A Quick Word on IPv6 Prefixes
IPv6 uses the same CIDR idea but on a much larger scale. An IPv6 address is 128 bits instead of 32, and prefixes are written exactly the same way, such as 2001:db8::/32 or a /64 for a single LAN. The convention is that /64 is the standard size for an individual network segment, leaving a full 64 bits for hosts, which is an effectively unlimited amount of address space per subnet. Internet providers typically delegate something like a /48 or /56 to a customer, who then splits it into many /64 segments.
Because IPv6 addresses are long, they are written in hexadecimal and compressed by collapsing runs of zeros with a double colon. If you are working with verbose IPv6 addresses, the IPv6 Compress tool shrinks them to their canonical short form (and expands them back) so the prefix boundaries are easier to read.
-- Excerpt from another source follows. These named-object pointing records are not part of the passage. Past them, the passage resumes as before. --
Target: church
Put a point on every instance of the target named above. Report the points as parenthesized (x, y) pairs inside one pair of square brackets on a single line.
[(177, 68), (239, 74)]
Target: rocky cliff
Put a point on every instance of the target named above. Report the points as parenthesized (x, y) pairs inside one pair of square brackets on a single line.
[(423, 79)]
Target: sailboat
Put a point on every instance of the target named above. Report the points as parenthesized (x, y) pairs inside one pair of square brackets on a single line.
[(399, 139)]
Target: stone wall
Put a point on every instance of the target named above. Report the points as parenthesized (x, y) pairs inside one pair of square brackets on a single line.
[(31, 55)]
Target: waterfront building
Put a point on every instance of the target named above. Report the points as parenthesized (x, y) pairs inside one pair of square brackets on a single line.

The core concept, though, is identical to IPv4: the number after the slash tells you how many leading bits identify the network.
Frequently Asked Questions
Is /24 the same as 255.255.255.0? Yes. The /24 simply counts the twenty-four network bits, and 255.255.255.0 writes those same bits out as a dotted-decimal mask. They are two notations for one boundary.
Why does a /24 have 254 usable hosts and not 256? Of the 256 total addresses, the first is reserved as the network address and the last as the broadcast address, leaving 254 that you can assign to devices.
How do I know how many subnets I get when I borrow bits? Each borrowed host bit doubles the subnet count: borrow 1 bit for 2 subnets, 2 bits for 4, 3 bits for 8, and so on. The hosts per subnet halve at the same rate.
What is the fastest way to check my math? Enter the address and prefix into the Subnet Calculator calculator to see the network, broadcast, usable range, and host count, and use IP to Dec / Bin / Hex if you want to inspect the underlying binary.